Knowledge of normal lymph node anatomy and drainage patterns is important for identification and interpretation of abnormal lymph node findings. Normal lymph nodes are generally hyperechoic compared with vasculature and slightly hypoechoic compared to surrounding mesentery. The jejunal and medial iliac lymph nodes are normally the largest lymph nodes in the canine abdomen and thus are generally visible even in normal patients. Other abdominal lymph nodes are not often visualized unless lymphadenopathy is present. Normal lymph nodes size is dependent on patient size and age. Normal lymph nodes are elongated in shape and are much longer than they are thick.

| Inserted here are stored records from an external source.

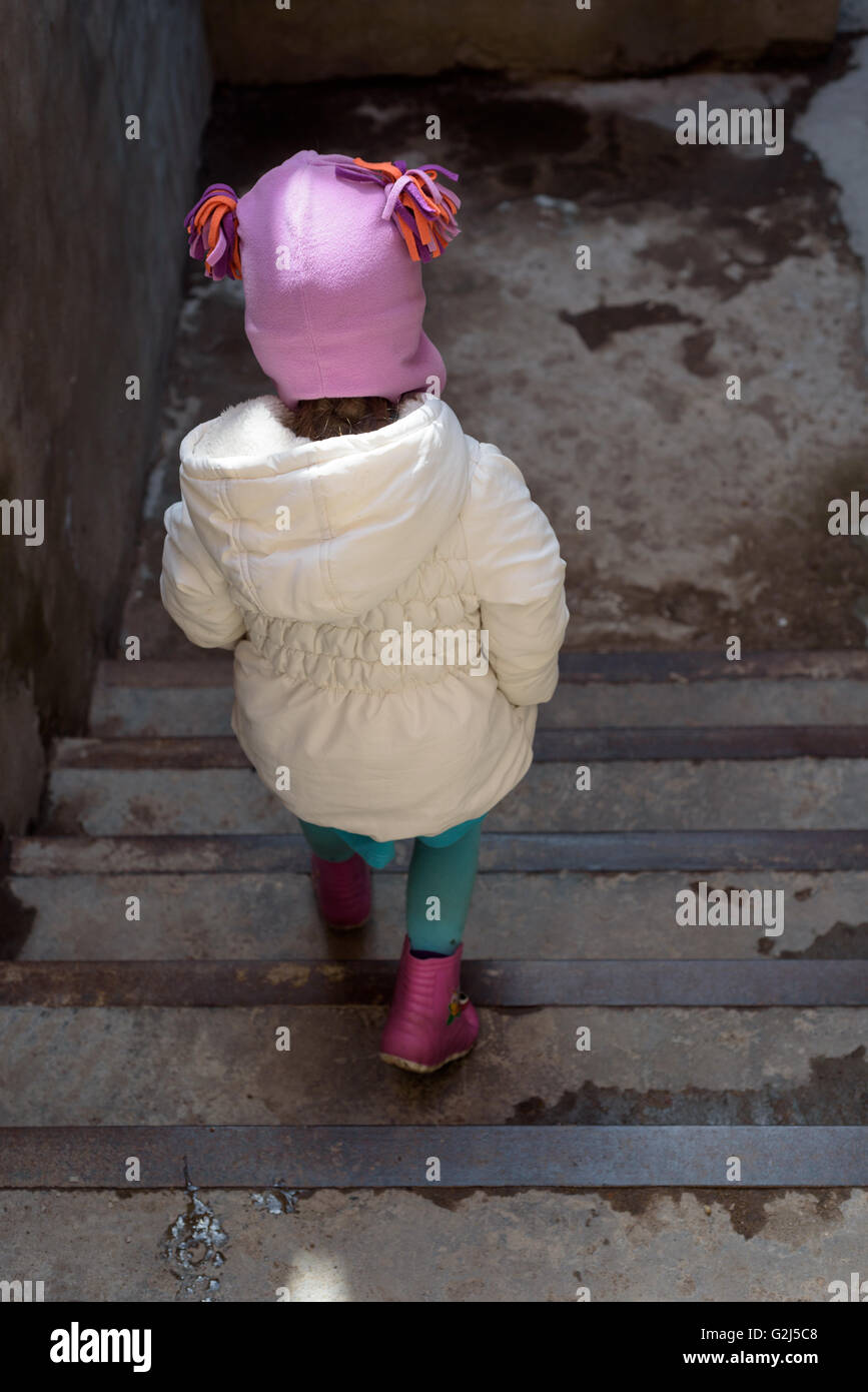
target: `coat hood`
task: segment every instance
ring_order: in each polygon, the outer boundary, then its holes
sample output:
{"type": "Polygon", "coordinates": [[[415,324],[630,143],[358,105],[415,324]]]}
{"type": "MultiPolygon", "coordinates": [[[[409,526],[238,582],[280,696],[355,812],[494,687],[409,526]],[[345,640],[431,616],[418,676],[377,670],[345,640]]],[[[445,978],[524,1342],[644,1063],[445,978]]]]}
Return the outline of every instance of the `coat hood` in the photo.
{"type": "Polygon", "coordinates": [[[357,617],[431,554],[465,503],[467,440],[438,397],[392,425],[306,440],[277,397],[231,406],[181,444],[193,528],[227,580],[271,618],[357,617]]]}

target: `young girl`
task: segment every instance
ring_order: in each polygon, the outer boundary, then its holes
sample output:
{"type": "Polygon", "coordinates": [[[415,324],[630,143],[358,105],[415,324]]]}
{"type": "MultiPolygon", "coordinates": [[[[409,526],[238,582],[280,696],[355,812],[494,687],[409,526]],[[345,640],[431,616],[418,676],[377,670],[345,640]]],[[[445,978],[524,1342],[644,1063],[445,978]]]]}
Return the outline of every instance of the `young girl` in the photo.
{"type": "Polygon", "coordinates": [[[184,440],[160,580],[191,642],[235,650],[232,729],[300,821],[327,924],[362,926],[370,867],[416,838],[381,1058],[420,1073],[476,1041],[480,827],[531,761],[568,619],[522,475],[440,395],[420,262],[458,232],[442,177],[300,150],[191,210],[206,274],[243,276],[277,395],[184,440]]]}

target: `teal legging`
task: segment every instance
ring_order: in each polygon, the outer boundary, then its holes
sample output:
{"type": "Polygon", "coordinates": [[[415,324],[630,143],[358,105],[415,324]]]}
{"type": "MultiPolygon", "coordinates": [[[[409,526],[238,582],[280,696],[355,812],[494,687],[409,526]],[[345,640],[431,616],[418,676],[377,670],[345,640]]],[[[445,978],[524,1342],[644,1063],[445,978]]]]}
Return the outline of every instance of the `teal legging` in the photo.
{"type": "MultiPolygon", "coordinates": [[[[300,817],[299,824],[310,849],[323,860],[349,860],[355,853],[352,842],[344,839],[351,837],[349,832],[317,827],[300,817]]],[[[463,824],[463,828],[455,827],[440,837],[416,838],[406,894],[406,930],[416,952],[442,952],[448,956],[462,941],[476,880],[481,830],[483,818],[479,817],[463,824]],[[456,839],[448,841],[455,832],[459,832],[456,839]],[[444,841],[448,844],[444,845],[444,841]]],[[[367,851],[364,859],[369,864],[388,864],[392,859],[391,842],[371,842],[367,837],[355,839],[360,852],[367,851]],[[391,848],[391,853],[384,860],[383,855],[371,853],[370,846],[381,846],[383,853],[391,848]]]]}

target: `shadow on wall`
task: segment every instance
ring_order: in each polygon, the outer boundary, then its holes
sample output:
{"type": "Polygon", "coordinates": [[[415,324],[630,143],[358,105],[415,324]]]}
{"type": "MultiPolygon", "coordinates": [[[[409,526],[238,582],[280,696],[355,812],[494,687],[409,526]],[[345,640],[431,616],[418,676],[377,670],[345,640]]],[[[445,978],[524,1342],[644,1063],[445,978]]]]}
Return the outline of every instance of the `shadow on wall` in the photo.
{"type": "Polygon", "coordinates": [[[35,816],[120,619],[210,85],[196,0],[4,17],[0,831],[35,816]]]}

Jejunal lymph nodes: Paired, one on either side of the cranial mesenteric artery. Usually on midline at the level of the umbilicus and just medial to the ileocecocolic junction.
Medial iliac lymph nodes: Paired, located lateral to their respective external iliac arteries at the level of the aortic trifurcation.
When lymph nodes are enlarged, the big question is are they reactive or metastatic. Cytologic or histopathologic sampling is required for definitive diagnosis; however, there are some trends that may prioritize one differential over the other. Metastatic lymph nodes tend to get rounded in shape and have a short axis to long axis ratio greater than 0.5, whereas reactive lymph nodes will be enlarged but generally retain an elongated shape. Metastatic lymph nodes tend to be hypoechoic versus reactive lymph nodes that either retain normal echogenicity or may have a hypoechoic outer rim. Reactive lymph nodes tend to retain a normal hilar blood flow pattern, whereas metastatic lymph nodes may exhibit peripheral blood flow.
Peritoneal and Retroperitoneal Spaces
The mesentery and abdominal fat provides the background echoes between abdominal organs. Inflamed mesentery and fat will be hyperechoic and hyperattenuating. When mesenteric inflammation is focal it can act like a neon sign pointing to the area of pathology. This can be quite helpful for identification of lesions. For instance, when surrounding the pancreas in acute pancreatitis, adjacent to a ruptured gallbladder or focal intestinal mass. The mesentery can also be a site of metastasis as is the case with carcinomatosis.
Peritoneal effusion can occur for a variety of reasons. Although the echogenicity of peritoneal effusion can imply the cellular/protein content (ex. transudates, urine likely anechoic; hemorrhage, exudates likely echogenic), cytology is necessary for diagnosis. Be aware that machine settings (ex: gain) can alter the echogenicity of fluids.
Ultrasound is more sensitive than radiology for identification of small volumes of free peritoneal fluid or gas. When small volumes of abdominal effusion are present, it tends to collect in typical locations. These include between the splenic head and left body wall, between loops of small intestine, cranial to the urinary bladder and surrounding the gallbladder. Small volumes of free fluid can be identified by their triangular or angular shape. Pneumoperitoneum can be identified by reverberation artifact caused by gas which most often collects in the most non-gravity dependent portions of the abdomen. If large volumes of gas are present within the abdominal cavity (such as in a postoperative abdomen), positional imaging can be utilized to help visualize abdominal structures as the reverberation artifact associated with gas can inhibit visualization of structures.
1. Choi J, Kim H, Yoon J. Ultrasonographic adrenal gland measurements in clinically normal small breed dogs and comparison with pituitary-dependent hyperadrenocorticism. J Vet Med Sci. 2011;73(8):985–989.
2. Pagani E, Massimiliano T, Chiara L, et al. Ultrasonographic features of adrenal gland lesions in dogs can aid in diagnosis. BMC Vet Res. 2016; 12:267.